The Brockman Hall for Physics gathers together a faculty of experimental physicists formerly scattered in as many as five separate buildings across the Rice University campus. It is now home to dozens of experimental, theoretical and applied physicists from Rice's departments of Physics and Astronomy and Electrical and Computer Engineering, and will support research in atomic, molecular and optical physics; biophysics; condensed matter physics; nanoengineering and photonics. A recipient of $11.1 million in federal stimulus funding from the National Institute of Standards and Technology, it was completed in a compressed design and construction schedule of just 33 months, an extremely short timeline for a facility of its kind.

The site, a rectangular landscape roughly the size of a soccer field and contained by existing buildings, was chosen out of ten potential sites on the campus for its low level of intrinsic vibration, and its proximity to other science buildings. This location posed a set of unique challenges that had to be synthesized in the design while meeting the difficult technical requirements of a laboratory building. Among the questions at play were: How can a building containing large labs fit within the distinct warp and weft of the Rice campus? How can the architecture help reduce the energy demand for the lab? How can the building retain the landscape that is so important to this campus?

To successfully fit 110,000 sqf of program into the constrained site, the building is split into two parallel bars connected by glass-enclosed bridges with an open passage that admits natural light and outdoor breezes. The most sensitive laboratories are located below grade, stabilized by an extremely robust structure. One of the bars is elevated to preserve a significant portion of the existing Quad, and a series of gathering spaces beneath it extends the building program outdoors. The raised bar has an asymmetrically vaulted ceiling, to float it above the ground plane, suspended by board-formed concrete columns. A pathway between the two bars is placed intently to enhance circulation between buildings on the Quad, extending the landscape-to-building-to-landscape connections. The green roof provides insulation and water management for the building above the lower level laboratories.
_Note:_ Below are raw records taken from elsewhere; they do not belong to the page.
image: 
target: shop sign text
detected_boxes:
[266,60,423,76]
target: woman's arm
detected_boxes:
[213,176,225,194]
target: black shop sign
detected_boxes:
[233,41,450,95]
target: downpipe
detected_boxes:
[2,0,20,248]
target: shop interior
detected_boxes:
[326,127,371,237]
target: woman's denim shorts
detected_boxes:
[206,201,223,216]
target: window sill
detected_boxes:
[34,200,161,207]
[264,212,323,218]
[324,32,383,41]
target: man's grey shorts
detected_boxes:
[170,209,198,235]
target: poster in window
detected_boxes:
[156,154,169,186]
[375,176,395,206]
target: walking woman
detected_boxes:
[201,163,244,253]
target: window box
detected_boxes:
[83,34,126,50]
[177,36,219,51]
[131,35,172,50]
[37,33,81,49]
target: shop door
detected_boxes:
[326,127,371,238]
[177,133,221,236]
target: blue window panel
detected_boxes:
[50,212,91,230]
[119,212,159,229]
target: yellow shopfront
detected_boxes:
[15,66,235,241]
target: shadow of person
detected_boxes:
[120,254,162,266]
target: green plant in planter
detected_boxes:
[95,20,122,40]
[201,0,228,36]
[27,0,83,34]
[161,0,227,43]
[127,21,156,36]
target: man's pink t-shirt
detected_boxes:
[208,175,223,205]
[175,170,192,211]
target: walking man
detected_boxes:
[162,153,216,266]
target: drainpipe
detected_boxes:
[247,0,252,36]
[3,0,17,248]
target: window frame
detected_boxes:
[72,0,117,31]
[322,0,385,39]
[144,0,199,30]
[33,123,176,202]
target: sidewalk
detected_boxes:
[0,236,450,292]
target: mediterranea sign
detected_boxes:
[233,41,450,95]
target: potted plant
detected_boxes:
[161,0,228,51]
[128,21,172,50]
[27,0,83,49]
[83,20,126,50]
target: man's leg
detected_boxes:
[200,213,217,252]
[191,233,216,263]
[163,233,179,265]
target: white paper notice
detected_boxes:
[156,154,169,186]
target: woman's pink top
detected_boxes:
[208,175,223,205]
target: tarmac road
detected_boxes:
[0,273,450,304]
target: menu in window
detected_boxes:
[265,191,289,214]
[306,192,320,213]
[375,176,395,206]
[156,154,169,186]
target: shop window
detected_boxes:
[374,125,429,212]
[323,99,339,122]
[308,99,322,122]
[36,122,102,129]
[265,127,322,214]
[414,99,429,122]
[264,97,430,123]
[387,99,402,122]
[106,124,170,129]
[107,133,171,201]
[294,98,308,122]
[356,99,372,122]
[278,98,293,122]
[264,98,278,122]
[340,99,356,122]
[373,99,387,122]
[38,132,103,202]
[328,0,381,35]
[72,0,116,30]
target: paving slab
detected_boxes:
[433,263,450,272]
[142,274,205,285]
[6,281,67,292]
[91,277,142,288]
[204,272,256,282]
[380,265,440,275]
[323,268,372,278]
The two bars are uniquely arranged to knit the building into the landscape, resulting in eight transparent facades. Each facade is tuned to its solar conditions and adjacency to other buildings, minimizing the building's volume and allowing abundant natural light to enter the building. The north facade is a glass curtain wall with a Penrose frit pattern to hint at the activities going on inside. The south facade is a horizontal terra-cotta screen over aluminum composite panels that protect the labs from solar exposure while regulating natural light and privacy. The first story of the south bar is wrapped in glass bricks for transparency and an ambient glow when lit. Clay brick banding between the glass brick relates to the historic banded brick facades elsewhere on campus.

On the ground floor, immediately off the main entrance, a central stair connects the upper and lower levels of the new facility. Dichroic glass panels create colored reflective surfaces on the lobby walls announcing the public spaces and creating the entry to the main stair. A flexible classroom and 150-seat lecture hall form the public spaces at the ground floor. Within the lecture hall, a gently shaped wood screen and double vaulted plaster ceiling between concrete beams expand the space and help to moderate light and acoustics within the room.

Brockman Hall is a product of the careful analysis of context, culture, elements, form, iconography, materiality, and purpose in Rice's architecture. We sought to internalize the material palette of Rice, extend the legacy of craft, and translate historic themes into contemporary detailing. The massing capitalizes on the thinness of buildings on campus, while meeting the programmatic needs for a laboratory building; providing an edited and refined 21st century expression of Rice architecture and pedagogy.